Back in 2015, Haschek found that 79% of free proxies didn’t allow encryption.

Without encryption, your activity, data, and device are completely exposed. Anyone could monitor what you’re doing, which defies the proxy’s purpose.

Even worse, this might mean that free proxy providers are not charging for their services because they are making money from you. It’s not a far-fetched theory that some of these providers are collecting your data and selling it to third parties, some of them malicious.

Isn’t the Risk of Using a Free Proxy Worth the Cost?

There’s no reason to beat around the bush with this – no, free proxies are not worth the risk. The only scenario where you might find them useful is when you need to unblock a website to read an article. If you need to leave your data or click anything, that’s risky.

You should never use a free proxy for a private, sensitive, or money-related activity.

It’s important to understand that most websites use cookies to log your activity. You only need to log into your social media account once. Someone could steal the cookies and your credentials if you attempt to access your Facebook account via a free proxy.

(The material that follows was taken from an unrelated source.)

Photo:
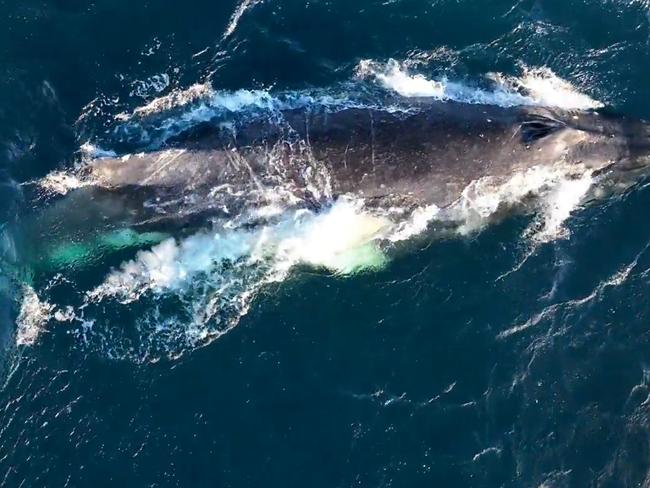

That’s only one example, but it paints a gloomy picture.


Paid proxies are not only more secure than their free counterparts. They are also more reliable in terms of speed and access. If you need a proxy for business reasons, to conduct market research, or mine data, you should know that many websites ban free proxies as suspicious. In addition to all this, a paid proxy provider offers customer support. If you plan on using a proxy regularly, you need all these things.

We should also mention that paid proxies are budget-friendly.

Whatever your reason for using one, paying for a proxy simply makes more sense.